Forecast 2017: Trash Talk, Unhappy Returns
Economic forecast for 2017:
- Real GDP growth rate of 1.75%
- Inflation rate rise to 1.75%
- Unemployment rate unchanged 7.0%
- Interest rate (prime) unchanged at 2.7%
- Exchange rate (US/CDN) unchanged at 0.75
Uncertainty from the U.S. election and a rise in anti-trade rhetoric will mean slow export growth, reduced business investments, and increased inflation for Canada in 2017.
Evan Dudley, assistant professor of at Smith School of Business, made his predictions for the Canadian economy at the annual Smith Business Forecast Luncheon.
“It’s not just Donald Trump and the challenges ahead for Canada-U.S. relations that should concern us,” Dudley said. “The world is shifting towards greater protectionism. In the last six months alone, 145 new trade restrictions were imposed globally.”

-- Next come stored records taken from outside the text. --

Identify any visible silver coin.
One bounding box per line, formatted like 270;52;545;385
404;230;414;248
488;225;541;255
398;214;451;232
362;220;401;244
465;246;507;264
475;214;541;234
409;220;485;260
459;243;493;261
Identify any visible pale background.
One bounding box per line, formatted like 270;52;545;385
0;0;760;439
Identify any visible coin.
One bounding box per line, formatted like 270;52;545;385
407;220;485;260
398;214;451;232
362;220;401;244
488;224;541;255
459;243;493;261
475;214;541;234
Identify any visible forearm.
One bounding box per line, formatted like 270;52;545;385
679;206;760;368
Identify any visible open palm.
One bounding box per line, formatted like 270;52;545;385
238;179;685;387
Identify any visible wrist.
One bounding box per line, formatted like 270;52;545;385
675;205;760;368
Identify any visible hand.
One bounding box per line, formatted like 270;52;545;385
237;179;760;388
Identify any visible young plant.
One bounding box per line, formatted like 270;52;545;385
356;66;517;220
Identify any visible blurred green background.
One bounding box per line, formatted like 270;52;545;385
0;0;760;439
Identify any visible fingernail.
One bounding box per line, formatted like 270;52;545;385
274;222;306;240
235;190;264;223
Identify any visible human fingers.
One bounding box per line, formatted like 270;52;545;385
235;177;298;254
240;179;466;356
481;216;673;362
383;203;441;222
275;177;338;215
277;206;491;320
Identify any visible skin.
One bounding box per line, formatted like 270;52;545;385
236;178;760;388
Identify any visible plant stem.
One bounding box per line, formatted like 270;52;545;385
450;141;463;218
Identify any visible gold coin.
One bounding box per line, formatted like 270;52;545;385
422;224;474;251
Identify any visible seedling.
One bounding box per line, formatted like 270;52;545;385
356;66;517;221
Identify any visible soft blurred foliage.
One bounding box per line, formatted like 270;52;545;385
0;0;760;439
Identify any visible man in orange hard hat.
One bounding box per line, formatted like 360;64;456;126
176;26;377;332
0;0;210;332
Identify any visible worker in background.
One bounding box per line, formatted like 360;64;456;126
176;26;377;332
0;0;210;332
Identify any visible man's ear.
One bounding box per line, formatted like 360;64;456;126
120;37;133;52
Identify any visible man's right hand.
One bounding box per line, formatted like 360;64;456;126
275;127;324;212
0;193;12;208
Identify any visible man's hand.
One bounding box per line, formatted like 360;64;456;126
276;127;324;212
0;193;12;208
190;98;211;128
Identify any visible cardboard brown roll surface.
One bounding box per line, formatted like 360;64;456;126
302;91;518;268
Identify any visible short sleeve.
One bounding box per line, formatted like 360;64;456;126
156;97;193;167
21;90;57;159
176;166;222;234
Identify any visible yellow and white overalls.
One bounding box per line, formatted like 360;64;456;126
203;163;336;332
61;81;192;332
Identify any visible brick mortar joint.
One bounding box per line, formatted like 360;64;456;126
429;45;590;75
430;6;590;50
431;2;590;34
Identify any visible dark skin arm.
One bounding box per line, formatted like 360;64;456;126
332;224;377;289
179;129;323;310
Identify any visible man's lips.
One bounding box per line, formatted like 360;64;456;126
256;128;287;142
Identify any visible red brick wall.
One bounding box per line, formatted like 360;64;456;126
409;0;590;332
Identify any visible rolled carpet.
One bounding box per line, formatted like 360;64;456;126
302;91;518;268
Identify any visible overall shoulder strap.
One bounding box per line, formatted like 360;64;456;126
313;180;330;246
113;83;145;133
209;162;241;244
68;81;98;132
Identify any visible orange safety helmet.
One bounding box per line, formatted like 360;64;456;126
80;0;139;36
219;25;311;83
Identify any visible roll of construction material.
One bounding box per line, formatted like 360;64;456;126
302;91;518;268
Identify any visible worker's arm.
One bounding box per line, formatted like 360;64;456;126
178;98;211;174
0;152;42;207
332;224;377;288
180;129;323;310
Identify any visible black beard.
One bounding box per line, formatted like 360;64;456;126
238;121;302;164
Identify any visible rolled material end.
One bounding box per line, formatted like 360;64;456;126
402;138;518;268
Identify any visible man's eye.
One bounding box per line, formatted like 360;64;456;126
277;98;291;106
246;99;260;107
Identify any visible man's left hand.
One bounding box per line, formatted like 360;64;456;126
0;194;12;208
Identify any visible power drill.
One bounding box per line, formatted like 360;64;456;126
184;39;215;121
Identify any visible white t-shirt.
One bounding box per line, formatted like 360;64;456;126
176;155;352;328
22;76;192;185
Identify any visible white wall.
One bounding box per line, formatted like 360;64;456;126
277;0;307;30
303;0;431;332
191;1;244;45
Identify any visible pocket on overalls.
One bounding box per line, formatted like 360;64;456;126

Slow export growth, reduced business investments, and trade uncertainty will constrain output for Canada. The coming year may see marginal growth in Canada’s real GDP, up 1.75 percent from 1.40 percent in 2016. As well, persistent low oil prices and the difference in monetary policies between the U.S. and Canada will keep the value of the loonie down, with the Canada/U.S. exchange rate holding at $0.75 USD, Dudley predicted.
Trade restrictions and expansionary fiscal policy on both sides of the border will push prices higher in the near term, with inflation expected to rise to 1.75 percent from 1.5 percent in 2016. The Canadian unemployment rate will remain around 7 percent due to uncertainty about U.S. economic policies under the Trump administration and low business spending in Canada.